Neural Communication I (EXAM 2) Flashcards
what happens when a neurotransmitter binds to a receptor?
there is either an EPSP or a IPSP
what is an EPSP? what does it do to the neuron?
excitatory post-synaptic potential
- depolarizes the membrane from -70mv to 67mv
- increases the likelihood of an action potential
- brings the charge closer to 0, gets more positive
what is an IPSP? what does it do to the neuron?
inhibitory post-synaptic potential
- hyperpolarizes the membrane from -70mv to -72 mv
- decreases the likelihood of an action potential
- brings the charger further from 0, gets more negative
what are the characteristics of post synaptic potentials?
- they are graded - can vary in size
- they are rapid
- they are decremental - the further you get, the weaker it is
what is spacial summation?
- when two EPSPs happen at the same time, they make a bigger EPSP
- same for IPSPs
- if IPSP and EPSP happen at the same time, they cancel out
- they sum over multiple synapses
what is temporal summation?
- a single EPSP followed by another EPSP creates a larger EPSP
- same for IPSPs
what is required in order to have an action potential?
- we need to have summation of EPSPs and IPSPs over time (temporal) and space (spacial)

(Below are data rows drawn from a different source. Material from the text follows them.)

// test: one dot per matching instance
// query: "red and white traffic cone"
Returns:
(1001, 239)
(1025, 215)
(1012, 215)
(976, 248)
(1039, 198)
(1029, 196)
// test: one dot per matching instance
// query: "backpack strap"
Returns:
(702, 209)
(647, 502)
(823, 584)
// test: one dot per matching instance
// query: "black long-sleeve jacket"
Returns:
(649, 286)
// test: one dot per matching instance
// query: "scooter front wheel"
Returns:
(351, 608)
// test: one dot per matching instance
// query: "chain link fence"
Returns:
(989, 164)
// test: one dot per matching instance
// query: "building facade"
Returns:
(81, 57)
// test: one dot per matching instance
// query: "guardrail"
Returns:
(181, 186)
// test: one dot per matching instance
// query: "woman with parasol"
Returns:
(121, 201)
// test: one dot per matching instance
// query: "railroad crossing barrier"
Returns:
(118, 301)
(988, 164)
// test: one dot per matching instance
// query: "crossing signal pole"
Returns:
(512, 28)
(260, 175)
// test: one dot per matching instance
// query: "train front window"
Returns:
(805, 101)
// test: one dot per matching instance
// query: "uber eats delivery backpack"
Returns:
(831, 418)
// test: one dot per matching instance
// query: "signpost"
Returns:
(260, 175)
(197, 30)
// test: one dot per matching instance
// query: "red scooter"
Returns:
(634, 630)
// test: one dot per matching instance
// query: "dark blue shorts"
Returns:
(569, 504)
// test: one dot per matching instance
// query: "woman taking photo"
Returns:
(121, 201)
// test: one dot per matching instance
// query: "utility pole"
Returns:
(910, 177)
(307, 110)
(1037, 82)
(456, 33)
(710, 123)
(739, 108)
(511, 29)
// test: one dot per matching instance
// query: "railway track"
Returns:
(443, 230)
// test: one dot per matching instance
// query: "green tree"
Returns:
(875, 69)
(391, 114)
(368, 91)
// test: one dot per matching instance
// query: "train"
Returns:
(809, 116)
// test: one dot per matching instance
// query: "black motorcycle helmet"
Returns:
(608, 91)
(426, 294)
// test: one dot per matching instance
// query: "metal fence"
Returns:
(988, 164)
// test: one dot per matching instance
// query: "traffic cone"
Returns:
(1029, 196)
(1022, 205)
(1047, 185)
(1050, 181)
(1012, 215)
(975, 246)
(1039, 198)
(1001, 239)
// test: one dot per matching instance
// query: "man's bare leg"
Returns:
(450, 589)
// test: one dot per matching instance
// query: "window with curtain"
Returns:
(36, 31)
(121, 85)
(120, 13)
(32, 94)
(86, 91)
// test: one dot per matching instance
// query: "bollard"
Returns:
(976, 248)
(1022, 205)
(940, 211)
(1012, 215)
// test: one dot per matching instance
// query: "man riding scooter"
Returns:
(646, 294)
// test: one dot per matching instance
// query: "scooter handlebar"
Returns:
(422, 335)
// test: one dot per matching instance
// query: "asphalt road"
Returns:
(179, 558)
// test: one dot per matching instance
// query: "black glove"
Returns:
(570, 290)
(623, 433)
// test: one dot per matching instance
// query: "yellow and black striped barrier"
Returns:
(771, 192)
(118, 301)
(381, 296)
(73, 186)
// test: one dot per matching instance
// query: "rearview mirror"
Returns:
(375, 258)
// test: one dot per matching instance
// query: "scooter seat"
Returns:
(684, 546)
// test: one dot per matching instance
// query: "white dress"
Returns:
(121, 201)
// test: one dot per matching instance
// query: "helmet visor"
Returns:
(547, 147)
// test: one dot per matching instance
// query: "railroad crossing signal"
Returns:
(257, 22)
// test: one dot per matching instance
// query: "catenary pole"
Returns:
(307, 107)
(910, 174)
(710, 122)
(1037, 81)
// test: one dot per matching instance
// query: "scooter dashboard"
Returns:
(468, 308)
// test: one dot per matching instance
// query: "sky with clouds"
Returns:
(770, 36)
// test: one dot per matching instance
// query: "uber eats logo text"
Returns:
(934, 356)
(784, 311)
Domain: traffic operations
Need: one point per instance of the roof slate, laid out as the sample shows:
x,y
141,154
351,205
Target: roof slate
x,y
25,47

- sum of EPSPs and IPSPs that reaches the axon terminal segment has to depolarize membrane above threshold of excitement (-55mV)
what is an action potential?
a massive, brief reversal of the membrane potential that is the main method of brain communication
- from -70mv to +55mv
- all-or-none
- not graded - same shape and size every time
- not decremental
- starts at the initial segment and travels to the terminal
what are the proteins responsible for depolarization of the membrane?

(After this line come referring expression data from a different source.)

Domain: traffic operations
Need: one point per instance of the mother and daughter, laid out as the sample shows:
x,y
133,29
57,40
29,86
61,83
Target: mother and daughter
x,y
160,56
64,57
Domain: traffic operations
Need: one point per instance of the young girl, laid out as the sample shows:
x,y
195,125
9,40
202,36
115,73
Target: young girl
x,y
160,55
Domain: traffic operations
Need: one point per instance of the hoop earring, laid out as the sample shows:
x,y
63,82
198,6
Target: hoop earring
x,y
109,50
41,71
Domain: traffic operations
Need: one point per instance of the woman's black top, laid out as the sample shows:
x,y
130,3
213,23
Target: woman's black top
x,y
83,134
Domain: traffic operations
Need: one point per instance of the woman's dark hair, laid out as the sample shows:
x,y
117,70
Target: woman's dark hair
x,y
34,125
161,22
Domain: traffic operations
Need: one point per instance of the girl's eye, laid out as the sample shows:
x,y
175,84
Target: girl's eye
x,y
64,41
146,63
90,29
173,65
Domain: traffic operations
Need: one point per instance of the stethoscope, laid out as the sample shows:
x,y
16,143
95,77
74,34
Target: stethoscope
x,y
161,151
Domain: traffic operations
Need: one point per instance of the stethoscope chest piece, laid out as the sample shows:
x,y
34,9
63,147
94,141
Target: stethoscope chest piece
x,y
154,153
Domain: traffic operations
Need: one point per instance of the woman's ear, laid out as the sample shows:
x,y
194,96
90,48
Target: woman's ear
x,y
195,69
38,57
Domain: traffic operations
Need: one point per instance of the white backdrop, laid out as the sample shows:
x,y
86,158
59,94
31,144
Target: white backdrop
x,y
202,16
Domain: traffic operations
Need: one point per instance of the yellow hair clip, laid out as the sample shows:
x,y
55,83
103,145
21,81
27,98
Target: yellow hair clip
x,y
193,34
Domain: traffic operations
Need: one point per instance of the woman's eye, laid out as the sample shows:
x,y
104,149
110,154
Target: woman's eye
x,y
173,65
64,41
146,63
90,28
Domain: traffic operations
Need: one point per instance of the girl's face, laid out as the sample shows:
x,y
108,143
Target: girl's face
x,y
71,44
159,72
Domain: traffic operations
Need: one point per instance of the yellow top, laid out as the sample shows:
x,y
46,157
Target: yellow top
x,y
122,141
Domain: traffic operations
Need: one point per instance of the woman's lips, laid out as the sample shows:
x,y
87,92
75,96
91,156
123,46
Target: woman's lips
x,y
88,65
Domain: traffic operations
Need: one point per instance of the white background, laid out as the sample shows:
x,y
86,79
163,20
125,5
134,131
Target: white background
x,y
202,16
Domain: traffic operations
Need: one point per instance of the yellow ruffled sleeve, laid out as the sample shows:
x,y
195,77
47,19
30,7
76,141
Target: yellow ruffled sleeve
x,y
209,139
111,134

voltage-gated sodium channels
what are the proteins responsible for repolarization of the membrane?
voltage-gated potassium channels
how do voltage-gated sodium channels work?

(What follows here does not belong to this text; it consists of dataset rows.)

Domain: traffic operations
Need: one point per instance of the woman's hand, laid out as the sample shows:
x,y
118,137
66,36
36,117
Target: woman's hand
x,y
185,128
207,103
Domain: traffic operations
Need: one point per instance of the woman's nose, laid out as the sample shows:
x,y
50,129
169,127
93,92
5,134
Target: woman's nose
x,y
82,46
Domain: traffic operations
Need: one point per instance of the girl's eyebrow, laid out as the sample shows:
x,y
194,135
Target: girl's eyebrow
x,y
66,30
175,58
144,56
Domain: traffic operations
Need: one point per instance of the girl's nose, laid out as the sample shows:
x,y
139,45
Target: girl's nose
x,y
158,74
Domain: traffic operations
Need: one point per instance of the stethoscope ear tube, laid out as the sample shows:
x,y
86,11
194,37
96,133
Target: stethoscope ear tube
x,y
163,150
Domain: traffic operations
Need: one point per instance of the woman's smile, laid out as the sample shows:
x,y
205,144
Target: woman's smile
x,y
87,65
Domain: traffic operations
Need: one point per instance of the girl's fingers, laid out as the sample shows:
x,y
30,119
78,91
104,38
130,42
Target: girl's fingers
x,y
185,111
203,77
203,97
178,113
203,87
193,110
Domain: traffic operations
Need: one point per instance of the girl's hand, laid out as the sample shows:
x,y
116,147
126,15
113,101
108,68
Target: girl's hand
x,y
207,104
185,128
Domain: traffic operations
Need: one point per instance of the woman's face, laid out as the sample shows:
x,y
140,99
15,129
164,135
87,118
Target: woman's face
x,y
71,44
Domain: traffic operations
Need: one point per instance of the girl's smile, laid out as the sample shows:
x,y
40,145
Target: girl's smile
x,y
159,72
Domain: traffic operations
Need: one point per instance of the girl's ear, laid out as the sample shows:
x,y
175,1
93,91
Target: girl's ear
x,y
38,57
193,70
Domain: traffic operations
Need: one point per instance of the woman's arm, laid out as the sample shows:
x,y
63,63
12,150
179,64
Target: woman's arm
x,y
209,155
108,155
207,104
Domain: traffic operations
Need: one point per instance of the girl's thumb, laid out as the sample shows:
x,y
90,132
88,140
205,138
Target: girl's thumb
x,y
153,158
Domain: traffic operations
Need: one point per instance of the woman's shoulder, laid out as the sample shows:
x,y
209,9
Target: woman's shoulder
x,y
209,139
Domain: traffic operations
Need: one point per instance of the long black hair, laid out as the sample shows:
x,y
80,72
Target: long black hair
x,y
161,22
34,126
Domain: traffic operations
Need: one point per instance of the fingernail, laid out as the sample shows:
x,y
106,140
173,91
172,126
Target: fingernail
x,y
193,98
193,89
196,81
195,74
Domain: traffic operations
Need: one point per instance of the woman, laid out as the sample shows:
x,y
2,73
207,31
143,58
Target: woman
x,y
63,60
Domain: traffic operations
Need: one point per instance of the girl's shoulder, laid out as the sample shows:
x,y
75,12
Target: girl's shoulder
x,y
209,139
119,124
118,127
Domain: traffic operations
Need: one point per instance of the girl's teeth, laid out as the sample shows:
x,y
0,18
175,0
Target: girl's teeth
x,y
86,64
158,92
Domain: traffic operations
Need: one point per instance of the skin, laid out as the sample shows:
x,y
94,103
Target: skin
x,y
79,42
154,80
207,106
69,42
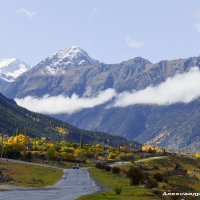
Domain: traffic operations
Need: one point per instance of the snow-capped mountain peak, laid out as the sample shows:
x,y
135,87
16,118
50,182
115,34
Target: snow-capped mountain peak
x,y
73,56
11,68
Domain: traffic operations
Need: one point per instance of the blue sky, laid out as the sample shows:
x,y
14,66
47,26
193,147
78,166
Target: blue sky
x,y
109,30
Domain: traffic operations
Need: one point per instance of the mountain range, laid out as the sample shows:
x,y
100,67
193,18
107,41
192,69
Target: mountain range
x,y
73,71
15,120
11,68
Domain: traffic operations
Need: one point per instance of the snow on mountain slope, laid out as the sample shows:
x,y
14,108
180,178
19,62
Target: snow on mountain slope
x,y
66,58
11,68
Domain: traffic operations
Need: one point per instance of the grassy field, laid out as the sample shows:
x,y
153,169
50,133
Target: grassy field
x,y
29,175
190,181
111,181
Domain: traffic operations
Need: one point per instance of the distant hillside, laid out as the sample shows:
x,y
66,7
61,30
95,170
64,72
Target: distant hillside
x,y
16,119
73,71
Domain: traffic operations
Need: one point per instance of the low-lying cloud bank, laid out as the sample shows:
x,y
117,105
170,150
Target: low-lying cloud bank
x,y
182,88
61,104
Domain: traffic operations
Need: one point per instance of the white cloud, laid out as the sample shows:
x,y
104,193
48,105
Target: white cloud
x,y
132,43
182,88
61,104
26,12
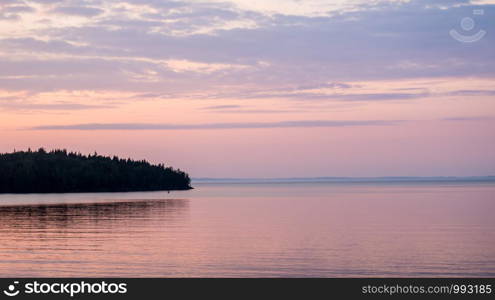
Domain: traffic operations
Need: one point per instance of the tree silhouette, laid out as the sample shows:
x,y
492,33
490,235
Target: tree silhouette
x,y
59,171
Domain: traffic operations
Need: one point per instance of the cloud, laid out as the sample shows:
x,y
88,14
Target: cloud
x,y
221,107
80,11
208,126
475,118
219,46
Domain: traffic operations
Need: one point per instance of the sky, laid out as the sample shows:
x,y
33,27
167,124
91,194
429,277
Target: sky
x,y
255,88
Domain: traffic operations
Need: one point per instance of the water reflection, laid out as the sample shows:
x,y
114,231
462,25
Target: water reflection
x,y
292,230
73,215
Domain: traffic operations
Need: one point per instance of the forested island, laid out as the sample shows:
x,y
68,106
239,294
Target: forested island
x,y
59,171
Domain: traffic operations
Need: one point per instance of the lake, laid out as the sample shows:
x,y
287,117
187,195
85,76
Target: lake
x,y
405,229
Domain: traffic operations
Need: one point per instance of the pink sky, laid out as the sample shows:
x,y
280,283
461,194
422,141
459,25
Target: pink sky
x,y
246,90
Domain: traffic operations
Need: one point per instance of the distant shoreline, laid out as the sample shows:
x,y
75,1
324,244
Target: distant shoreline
x,y
391,179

- they are closed when membrane is resting, open at threshold of excitation
- electrical and chemical gradient both want sodium to move inside
- sodium flows in and is responsible for rise of action potential from negative to positive
- 1ms after the gate opens, a ball plugs the gate and inactivates the protein until the cell is back at resting
what is the absolute refractory period?
- when the ball in the voltage gated sodium channel plugs and inactivates the protein, we can’t have another action potential
- so between the peak of the AP and the resting membrane potential, we can’t have another AP
- if we cannot return to resting potential, we are unable to ever have a AP again
how do voltage-gated potassium channels work?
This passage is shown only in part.